A robot with artificial organs, limbs and other body parts will make its American debut at the New York Comic Con on Friday, Oct. 18, two days before the premiere of a TV movie about a team of engineers working to assemble the functioning body.

Built in the United Kingdom, the 6-foot-5-inch tall cyborg has artificial body parts designed and developed by scientists and a team of engineers from around the world, Yahoo reported. The term "bionic man" originated from a popular TV show called The Six Million Dollar Man, which recorded the quests of Steve Austin, a former astronaut whose body was reconstructed using artificial parts. 

The artificial man is a focus of the Smithsonian Channel documentary that will air on Sunday, Oct. 20 at 9 p.m. titled The Incredible Bionic ManIt chronicles the efforts to assemble an operational body using artificial parts, such as retina implants.

The artificial parts come from 17 manufacturers. Richard Walker, managing director of Shadow Robot Co. and the lead roboticist, said the first time the team assembled together was for the documentary itself.

"(It's) an attempt to showcase just how far medical science has gotten," he said.

The robot has about 60-70 percent of the same function of a human being, Walker explained. It can sit, stand and walk using a Rex walking machine. It has a functioning heart that has an electronic pump, which circulates artificial blood that also carries oxygen like human blood.

There are still some major parts missing such as a digestive system, liver, skin and brain.

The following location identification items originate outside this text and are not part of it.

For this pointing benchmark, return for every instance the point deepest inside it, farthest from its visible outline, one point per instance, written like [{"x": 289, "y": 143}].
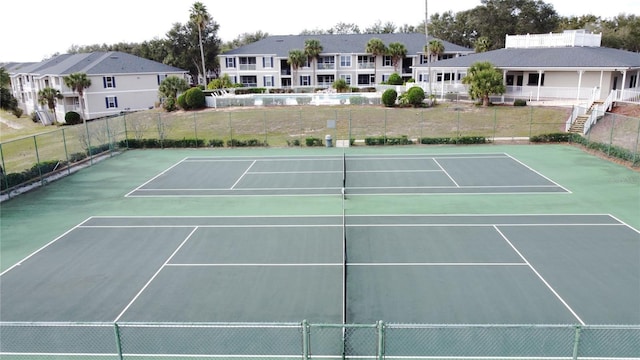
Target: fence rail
[
  {"x": 304, "y": 340},
  {"x": 35, "y": 158}
]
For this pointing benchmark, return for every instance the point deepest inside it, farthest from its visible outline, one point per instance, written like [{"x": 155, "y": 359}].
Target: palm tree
[
  {"x": 48, "y": 96},
  {"x": 77, "y": 82},
  {"x": 375, "y": 47},
  {"x": 312, "y": 49},
  {"x": 200, "y": 18},
  {"x": 296, "y": 60},
  {"x": 397, "y": 51}
]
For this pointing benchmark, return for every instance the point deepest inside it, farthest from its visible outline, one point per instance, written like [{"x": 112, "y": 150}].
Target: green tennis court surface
[
  {"x": 367, "y": 174},
  {"x": 436, "y": 252}
]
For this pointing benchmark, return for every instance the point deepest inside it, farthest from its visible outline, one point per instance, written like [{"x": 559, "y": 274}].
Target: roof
[
  {"x": 96, "y": 63},
  {"x": 280, "y": 45},
  {"x": 542, "y": 58}
]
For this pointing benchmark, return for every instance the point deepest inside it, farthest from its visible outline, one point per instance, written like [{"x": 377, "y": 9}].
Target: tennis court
[
  {"x": 252, "y": 254},
  {"x": 367, "y": 174}
]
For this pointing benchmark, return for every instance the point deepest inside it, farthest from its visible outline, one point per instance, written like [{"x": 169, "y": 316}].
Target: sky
[{"x": 32, "y": 30}]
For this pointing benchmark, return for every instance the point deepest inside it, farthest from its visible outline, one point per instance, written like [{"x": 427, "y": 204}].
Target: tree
[
  {"x": 435, "y": 49},
  {"x": 312, "y": 50},
  {"x": 169, "y": 89},
  {"x": 397, "y": 51},
  {"x": 48, "y": 96},
  {"x": 484, "y": 80},
  {"x": 296, "y": 60},
  {"x": 78, "y": 82},
  {"x": 375, "y": 47},
  {"x": 482, "y": 44},
  {"x": 200, "y": 18},
  {"x": 172, "y": 85}
]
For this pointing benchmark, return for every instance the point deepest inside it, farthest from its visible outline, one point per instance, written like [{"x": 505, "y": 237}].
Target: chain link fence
[
  {"x": 21, "y": 341},
  {"x": 36, "y": 159}
]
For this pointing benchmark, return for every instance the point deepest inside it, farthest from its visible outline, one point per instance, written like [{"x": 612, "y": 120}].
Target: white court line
[
  {"x": 446, "y": 173},
  {"x": 153, "y": 178},
  {"x": 540, "y": 277},
  {"x": 539, "y": 174},
  {"x": 254, "y": 264},
  {"x": 44, "y": 247},
  {"x": 243, "y": 174},
  {"x": 155, "y": 275},
  {"x": 437, "y": 264}
]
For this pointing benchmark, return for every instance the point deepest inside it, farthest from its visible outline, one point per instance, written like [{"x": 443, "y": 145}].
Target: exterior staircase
[{"x": 577, "y": 127}]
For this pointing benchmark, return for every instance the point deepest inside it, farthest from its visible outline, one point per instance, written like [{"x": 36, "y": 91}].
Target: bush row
[
  {"x": 44, "y": 168},
  {"x": 188, "y": 143}
]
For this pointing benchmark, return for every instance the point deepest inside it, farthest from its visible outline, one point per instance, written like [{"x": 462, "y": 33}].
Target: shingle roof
[
  {"x": 280, "y": 45},
  {"x": 98, "y": 63},
  {"x": 541, "y": 58}
]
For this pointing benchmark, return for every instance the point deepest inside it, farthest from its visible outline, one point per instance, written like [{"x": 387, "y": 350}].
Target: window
[
  {"x": 345, "y": 61},
  {"x": 325, "y": 80},
  {"x": 533, "y": 79},
  {"x": 247, "y": 63},
  {"x": 161, "y": 78},
  {"x": 109, "y": 81},
  {"x": 111, "y": 102},
  {"x": 249, "y": 80},
  {"x": 326, "y": 62},
  {"x": 365, "y": 79}
]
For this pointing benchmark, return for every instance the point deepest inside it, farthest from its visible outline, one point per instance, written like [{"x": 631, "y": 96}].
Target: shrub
[
  {"x": 194, "y": 98},
  {"x": 389, "y": 97},
  {"x": 415, "y": 96},
  {"x": 356, "y": 100},
  {"x": 312, "y": 141},
  {"x": 169, "y": 104},
  {"x": 395, "y": 79},
  {"x": 72, "y": 118},
  {"x": 17, "y": 112},
  {"x": 182, "y": 102},
  {"x": 340, "y": 85}
]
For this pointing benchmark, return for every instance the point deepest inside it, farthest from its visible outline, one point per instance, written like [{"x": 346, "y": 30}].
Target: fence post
[
  {"x": 35, "y": 144},
  {"x": 230, "y": 130},
  {"x": 264, "y": 124},
  {"x": 613, "y": 126},
  {"x": 305, "y": 340},
  {"x": 635, "y": 149},
  {"x": 2, "y": 172},
  {"x": 116, "y": 329},
  {"x": 126, "y": 135},
  {"x": 380, "y": 327},
  {"x": 66, "y": 152},
  {"x": 576, "y": 342}
]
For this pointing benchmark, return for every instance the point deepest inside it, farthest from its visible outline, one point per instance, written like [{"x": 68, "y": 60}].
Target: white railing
[{"x": 568, "y": 38}]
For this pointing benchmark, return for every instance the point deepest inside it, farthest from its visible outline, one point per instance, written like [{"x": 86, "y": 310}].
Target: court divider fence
[
  {"x": 306, "y": 340},
  {"x": 35, "y": 159}
]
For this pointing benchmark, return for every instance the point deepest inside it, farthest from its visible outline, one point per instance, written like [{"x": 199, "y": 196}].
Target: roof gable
[
  {"x": 541, "y": 58},
  {"x": 280, "y": 45},
  {"x": 98, "y": 63}
]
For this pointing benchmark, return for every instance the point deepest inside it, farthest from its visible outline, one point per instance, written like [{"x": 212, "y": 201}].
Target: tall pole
[{"x": 426, "y": 33}]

The bionic man is cheaper than his $6-million-dollar science fiction counterpart and costs about $1 million.

The bionic man was modeled after a 36-year-old social psychologist named Bertolt Meyer, who was born without his lower left arm and wears a bionic prosthesis.

"We wanted to showcase that the technology can provide esthetic prostheses for people who have lost parts of their faces, for example, their nose, due to an accident or due to, for example, cancer," Meyer said.